I've skimmed the article (free online).
Assuming the findings are confirmed in other studies (I suspect they will be), this is bad news.
Set-up
- Subjects had the same IQ: 126.
- They were put in small groups of 5 and introduced to each other.
- They took an IQ test with no feedback as to how they did.
- Then they took a second computer-administered IQ test.
- After each question, they were told whether they got the answer right or wrong.
- At the same time, they were also given their rank inside the group (rank determined by each person's # of correct answers).
- They were also given their rank vis a vis 1 particular member of the group, chosen "pseudorandomly."
- 2 people had brain scans during the test-with-feedback condition.
- Everyone did worse in the beginning. Across the board. Everyone. Everyone did worse than his/her measured ability.
- As the test went on, some people recovered. Their performance went back up to the level predicted by their IQ scores.
- The others never improved.
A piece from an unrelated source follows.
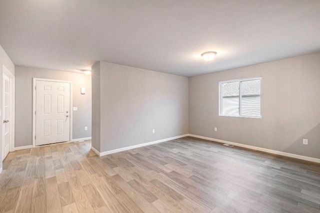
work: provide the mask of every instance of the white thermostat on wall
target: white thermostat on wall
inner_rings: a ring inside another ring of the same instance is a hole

They started low, and they stayed low.
- Females were more likely to start low and stay low than males.
- For high performers, brain scans showed activity in the amygdala (likely fear), decreasing over time. (That is, they were likely feeling less fear, perhaps growing more confident.)
- For high performers, activity in the lateral PFC increases over time. Activity in lateral PFC is associated with IQ tasks, with working memory tasks, and with increased task difficulty.
Everyone's performance dropped at the outset.
Some people recovered, others didn't.
The people who recovered simply went back up to where they had been going in, before experimenters assigned them to a small group.
Questions
- How small is small? Would group of 20 students in whole class instruction show the same pattern? 25 students? 30?
- If so ... yikes.
- In the wake of this study, mixed-ability groups strike me as an even worse idea than I've thought in the past. Lower ability children in a mixed-ability group are going to be getting constant negative feedback about their status vis a vis the higher ability children. On the other hand, the study did not include a condition that manipulated feedback in this manner. That would be interesting.
- Assuming this study picked up on a personality difference (which we don't know, of course), what would happen if you grouped the 'nervous' kids together, putting the 'confident' kids in their own group? Would two groups still separate out in this way?
- Would same-sex groups change the results?
- What does this tell us about grades and grading?
The blue bar represents the low performers, the red bar high performers. All have the same measured IQ (126), and at the beginning of the study all are performing well below the level their IQ would predict. The higher performers then recover, and their performance increases to a "126" level. The the low performers do not recover, and their performance remains suppressed.
Implicit signals in small group settings and their impact on the expression of cognitive capacity and associated brain responses
1 comment:
On what basic do they assign people to the blue/red groups?